Two types of topology
The two main types of CDN deployment topologies are scattered and consolidated. As with most things, there are distinct pros and cons to each approach. A few of the key points will be outlined below, but if you would like more information our recommendation is to read Incapsula’s CDN guide .
#1. The scattered approach
Early CDNs used the scattered approach, and it’s proven effective enough to still be in use today. A scattered CDN has a high number of low to medium capacity PoPs densely populating certain geographic areas. The idea of this approach is to give servers optimal physical proximity to users, and it absolutely does work to minimize latency. Smaller PoPs are also easy to deploy, and are effective in regions with low-connectivity.
There are also cons to the scattered CDN approach. The first is that with so many PoPs the maintenance costs are higher, and these costs can be passed on to clients. And while latency can be minimized by having so many PoPs, latency can also be increased for some website users because there are so many connection points. Responsiveness – one of the pillars of CDNs – is also harmed by the scattered approach because it takes much longer to implement new network-wide configurations across such a large number of PoPs.

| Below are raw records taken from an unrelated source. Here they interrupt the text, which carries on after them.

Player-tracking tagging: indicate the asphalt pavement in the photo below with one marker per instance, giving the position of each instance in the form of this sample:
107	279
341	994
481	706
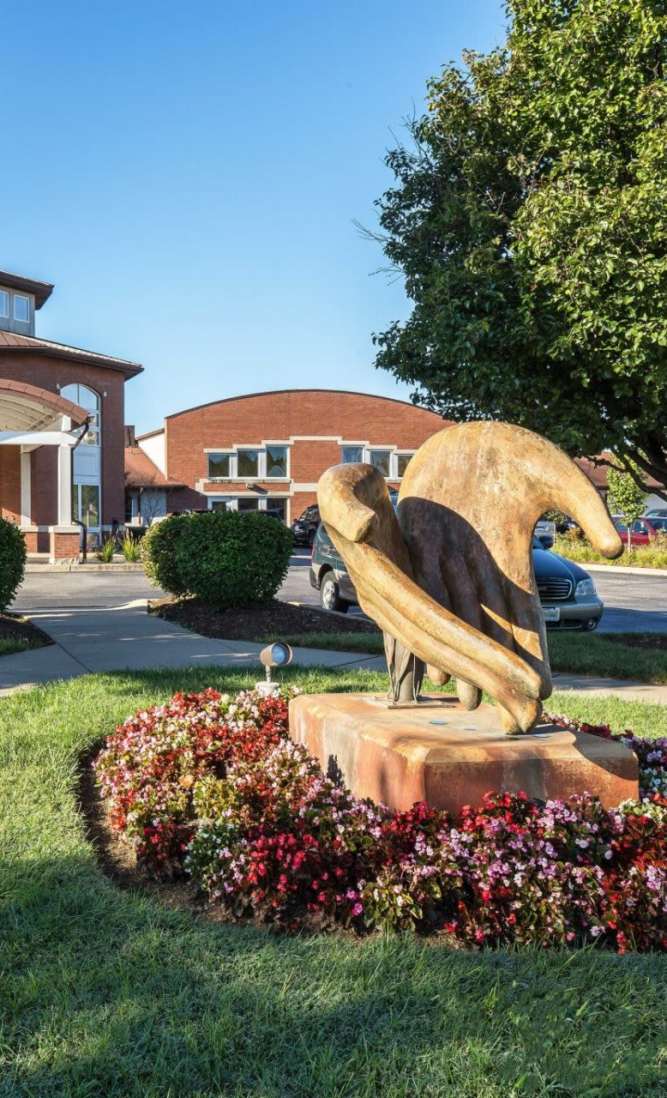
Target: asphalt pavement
632	603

If page load time is very nearly your only concern when it comes to a CDN, it may be worth looking into a scattered CDN. This deployment topology has always been designed to optimize users’ proximity to servers and speed up page load times. If a little extra speed is worth the trade-off of having reduced responsiveness and no added security, this may be the solution for you.
A consolidated CDN consists of a smaller number of high-capacity PoPs in major data centers. This is a decidedly more modern approach to CDNs. Having fewer PoPs means lower costs, better responsiveness for configuration deployment, and excellent scalability and security, including DDoS protection.
The downside to the consolidated approach is that these high-capacity PoPs are more complex and take longer to deploy, so if you’re looking for a network that’s going to expand rapidly, it isn’t going to be a consolidated network. This approach is also less effective in regions with low-connectivity.
Overall, for a CDN that provides great website performance, great responsiveness for configuration deployment, and the security necessary to protect your website as well as your users, all with a lower cost, you’re probably going to be looking for a consolidated CDN.
It can be hard to trust that an issue is being made simpler or more clear when terms like architecture and deployment topology start getting thrown around, but a fundamental understanding of not only what a CDN does but how it does it will help you find the best CDN solution for your website.
It’s your website, your users, and your money. Well worth this extra bit of homework.